Sharpton may have missed the recent New York Times
essay by Michelle Alexander, author of the New Jim Crow, the 2010 tract
that inspired the criminal justice reform and de-incarceration movements.
“Can’t we design alternative approaches to poverty, drug abuse, mental illness,
trauma and violence that would do less harm than police, prisons, jails, and
lifelong criminal records?” she asks, then continues, “We cannot achieve racial
justice and create a secure and thriving democracy without also transforming
our economic systems.” Keenaga-Yamahtta Taylor, assistant professor of African
American studies at Princeton University, made a similar point in an online
essay in the New Yorker: “The quest to transform this country cannot be
limited to challenging its brutal police alone. It must conquer the logic that
finances police and jails at the expense of public schools and hospitals.”
En garde, logic.
The word that does not appear in these romantic
evocations of a world without police is “crime.” Violent crime does not exist
in the radical cosmology. But fear of crime is the largest obstacle to the
activists’ dreams. And fear of crime and other unanticipated consequences
explains why Joe Biden said he did not support defunding the police.

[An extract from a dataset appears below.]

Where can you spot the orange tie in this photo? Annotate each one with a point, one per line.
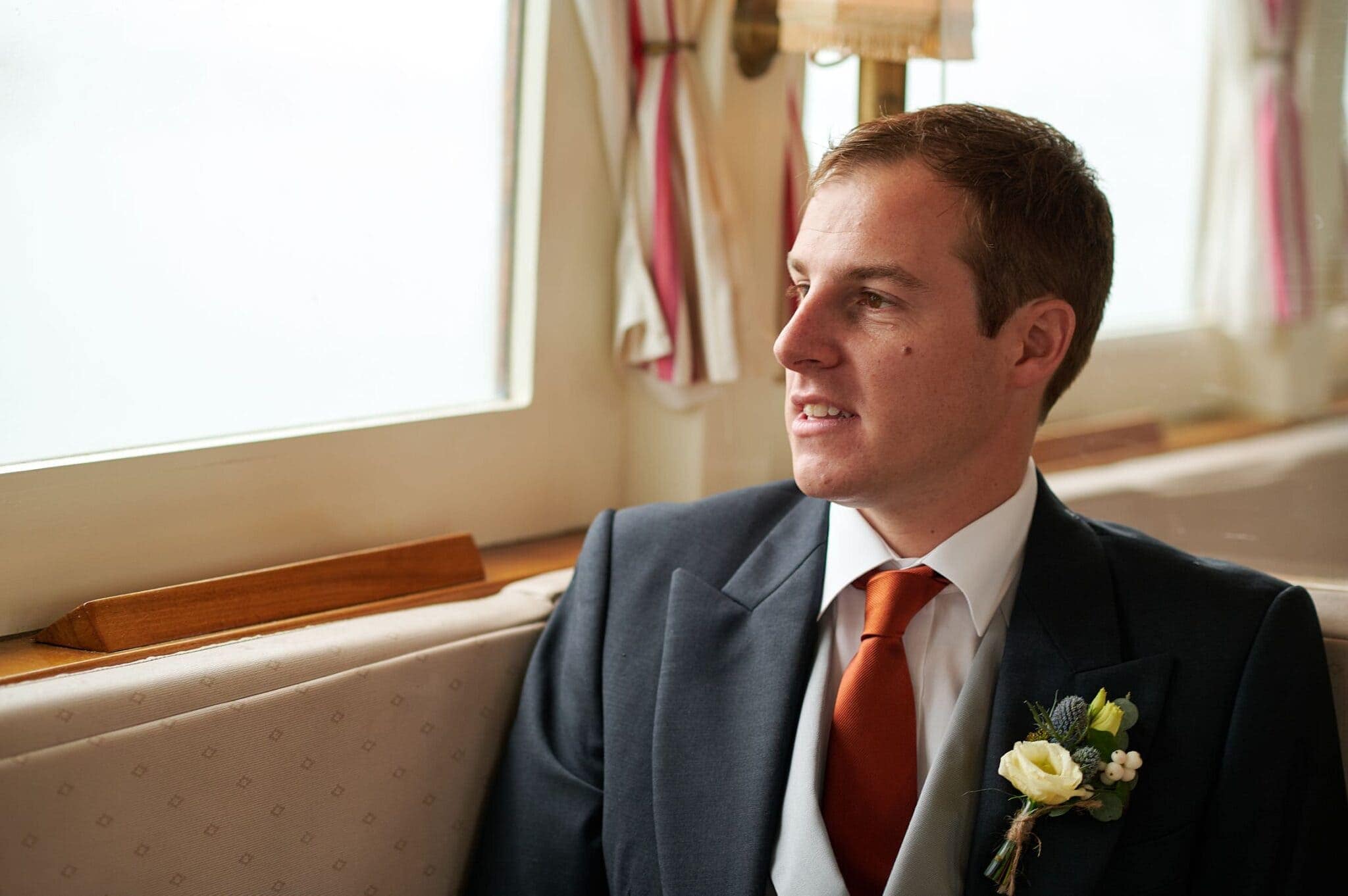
(871, 785)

If Al Sharpton suggests that Defund the Police is too
radical, you know you have a problem.
To placate the far left while appealing to the political
center, Biden and the Democrats have to define Defund the Police down to the
point of ineffectuality. They have to teach voters to speak in a code in which
potentially frightening terms—Medicare for All, Abolish ICE, Defund the
Police—actually express anodyne concepts. Failure to do so would break apart
the coalition that won Biden the nomination and that has the potential to put
him in the White House.
The question is, Do the radicals want Biden to succeed? Or will they press the issue until everyone in America knows that they mean exactly what they say?